Can anybody help me with a contacts of local roofers or just people who like height in SF? I'm used to explore roofs in my home city, but I'm just moved in here and want to try this new experience.


----------



## Miss Caphat (Jul 24, 2011)

um......what?


----------



## Corax (Jul 24, 2011)

Meet me at the main entrance to Miraloma Park at 20:00 and I'll show you some of the best routes.


----------



## Maggot (Jul 24, 2011)

iamsole said:


> Hello!
> Can anybody help me with a contacts of local roofers or just people who like height in SF? I'm used to explore roofs in my home city, but I'm just moved in here and want to try this new experience.


 
Spiderman?


----------



## pogofish (Jul 26, 2011)

So I take it th OP ain't looking for repairs then?


----------



## machine cat (Jul 26, 2011)

lol


----------



## fractionMan (Jul 26, 2011)

Try running around the town end of haight street.  The extra added gunshots make for an excellent obstacle course.


----------



## iamsole (Jul 28, 2011)

usually roofing is an activity that connected with running over the high roofs in order to catch a nice view. In the cities without mountains it makes sense.


----------



## Corax (Jul 28, 2011)

Bless your cotton socks iamsole.  Thanks for the message, but I'm several hundred miles away buddy.  I was doing what over here we call 'taking the piddle'.
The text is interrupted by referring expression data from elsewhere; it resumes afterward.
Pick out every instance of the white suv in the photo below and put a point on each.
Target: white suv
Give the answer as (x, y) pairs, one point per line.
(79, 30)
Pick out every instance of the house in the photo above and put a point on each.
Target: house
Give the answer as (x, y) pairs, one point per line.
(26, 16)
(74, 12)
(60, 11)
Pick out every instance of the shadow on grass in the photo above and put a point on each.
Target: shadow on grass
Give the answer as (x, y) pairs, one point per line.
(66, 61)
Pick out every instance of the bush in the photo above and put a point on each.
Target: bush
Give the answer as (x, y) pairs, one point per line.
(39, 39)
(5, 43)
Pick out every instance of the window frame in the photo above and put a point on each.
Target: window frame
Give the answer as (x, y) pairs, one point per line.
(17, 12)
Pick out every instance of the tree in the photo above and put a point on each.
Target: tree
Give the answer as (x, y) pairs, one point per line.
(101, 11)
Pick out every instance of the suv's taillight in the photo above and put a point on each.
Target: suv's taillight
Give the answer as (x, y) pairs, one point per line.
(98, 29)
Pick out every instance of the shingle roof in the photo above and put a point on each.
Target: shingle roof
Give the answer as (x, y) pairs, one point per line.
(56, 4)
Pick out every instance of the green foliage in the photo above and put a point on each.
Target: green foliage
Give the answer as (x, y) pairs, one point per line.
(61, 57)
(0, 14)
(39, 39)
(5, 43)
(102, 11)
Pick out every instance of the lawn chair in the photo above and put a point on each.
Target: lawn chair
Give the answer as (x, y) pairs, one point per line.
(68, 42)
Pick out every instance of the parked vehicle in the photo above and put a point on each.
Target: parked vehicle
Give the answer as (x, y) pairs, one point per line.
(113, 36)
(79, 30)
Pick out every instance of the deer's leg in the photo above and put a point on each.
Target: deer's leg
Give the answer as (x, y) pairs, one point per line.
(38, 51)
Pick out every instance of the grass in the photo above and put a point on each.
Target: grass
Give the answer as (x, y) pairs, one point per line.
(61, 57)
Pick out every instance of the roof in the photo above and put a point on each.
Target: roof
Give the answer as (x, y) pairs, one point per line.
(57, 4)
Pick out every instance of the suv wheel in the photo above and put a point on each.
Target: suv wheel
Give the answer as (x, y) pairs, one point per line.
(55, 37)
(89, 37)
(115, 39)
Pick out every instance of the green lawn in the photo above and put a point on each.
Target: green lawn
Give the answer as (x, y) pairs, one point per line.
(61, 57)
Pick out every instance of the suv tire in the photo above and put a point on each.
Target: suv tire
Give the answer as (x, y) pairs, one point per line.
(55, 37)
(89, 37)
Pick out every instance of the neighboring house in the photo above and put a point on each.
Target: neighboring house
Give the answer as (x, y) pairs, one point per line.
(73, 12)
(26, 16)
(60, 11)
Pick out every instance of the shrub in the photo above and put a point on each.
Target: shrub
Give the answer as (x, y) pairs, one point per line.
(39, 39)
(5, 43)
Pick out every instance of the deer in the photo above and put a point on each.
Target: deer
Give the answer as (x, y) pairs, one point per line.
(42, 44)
Sounds fun though, so all the best and I hope you find a suitably jumpy mentor.


----------



## iamsole (Jul 29, 2011)

hmm..never seen such a reaction to desire to see a city from a skyscraper. Usually I associated roofing with something romantically utopian, like a mixture of urban scenery and nice natural sunset. It seems that here, in the US, it is connected more with a suicidal freaks


----------



## Corax (Jul 30, 2011)

Your confusion is endearing.  You should stick around and talk politics with Butchersapron.


----------